By: John V. Orth* and Paul T. Babie**
Published: December 28, 2022
Abstract
This Article suggests that in the effort to find fixed standards for rights, working with vague, indeterminate, silent text, the Supreme Court engages in a constitutional game of pass the story. No one outcome concludes the story; it merely adds another chapter, to which the next set of judges will add their own installment. The quest for standards never ends. The Court’s decisions in Dobbs v. Jackson Women’s Health Organization, Shurtleff v. City of Boston, and Kennedy v. Bremerton School District are merely the latest installments in stories that began with the founding. And as with any such story, what happens next cannot be predicted at the outset. This ongoing quest, though, comes with a cost: certainty.
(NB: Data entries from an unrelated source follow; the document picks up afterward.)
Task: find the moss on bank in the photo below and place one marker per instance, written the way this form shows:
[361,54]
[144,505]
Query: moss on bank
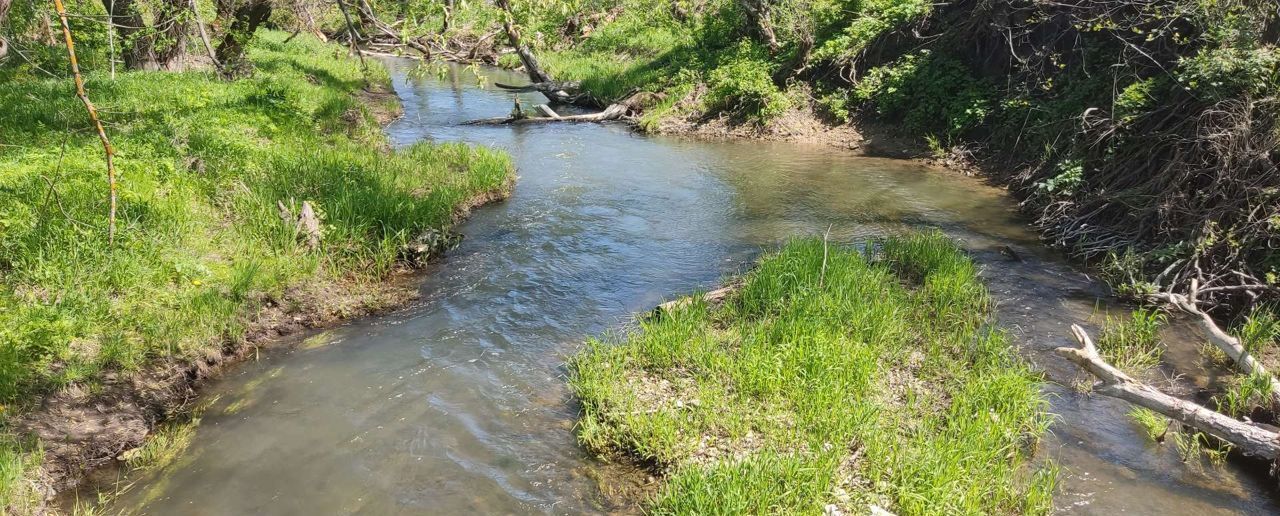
[201,249]
[832,377]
Adding to a story might be a good literary device to keep a listener or reader interested, but it is of little use in a system that at least pays lip service to stare decisis and the rule of law.
*William Rand Kenan Jr. Professor of Law Emeritus, UNC School of Law, The University of North Carolina at Chapel Hill.
**Bonython Chair in Law and Professor of Law, Adelaide Law School, The University of Adelaide.
Suggested Citation: John V. Orth & Paul T. Babie, Not Child’s Play: A Constitutional Game of Pass the Story in Dobbs, Shurtleff, and Kennedy, 127 Penn St. L. Rev. Penn Statim 50 (2022).